Polak's progress since then has been steady, but remains ongoing.
“I try to forget [about] it now because first of all, it was painful,” he said. “It was hard, but I’ve had a lot of injuries throughout my career so I know how to handle pain and what kind of pain it is. With this injury it was kind of weird because the more you move, the better it is. Even if we have a day off [now], I usually feel bad after. I have to keep moving and at least [take] a little walk outside with the kids or something – keep it going, keep it moving.”
When Polak did finally get back in a game, on Oct. 23 against the L.A. Kings, it was a triumphant moment both personally and professionally. It was also the start of Polak establishing an important role with the Leafs' defence.

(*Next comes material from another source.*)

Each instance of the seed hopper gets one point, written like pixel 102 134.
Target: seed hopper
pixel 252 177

At first, he, Connor Carrick and Andreas Borgman were in a rotation on Toronto’s third pairing, but by Nov. 25, Polak had reclaimed Mike Babcock's full trust and won back a regular spot. In 49 games this season, Polak has tallied two goals and nine assists while assuaging any lingering fears he couldn't carve out a place for himself again at the NHL level.
“It was a great feeling [playing against L.A.], I was excited for the game because there was a chance that [first game back] would never come up in my life and I’d be done in the NHL,” Polak said. “I know myself, I know my body and I know I’m 100 per cent right now and I can do whatever. When I’m out there, I’m just focusing on the game and nothing else.”
At 31, Polak isn’t naïve enough to think anything is assured for him going forward. But as his comeback has proven, he’s also not ready to give up the dream anytime soon.
“I’m thinking about [what else I might do] right now. That’s a good question, a million-dollar question,” he laughed. “But I’m going to stick with the NHL for right now.”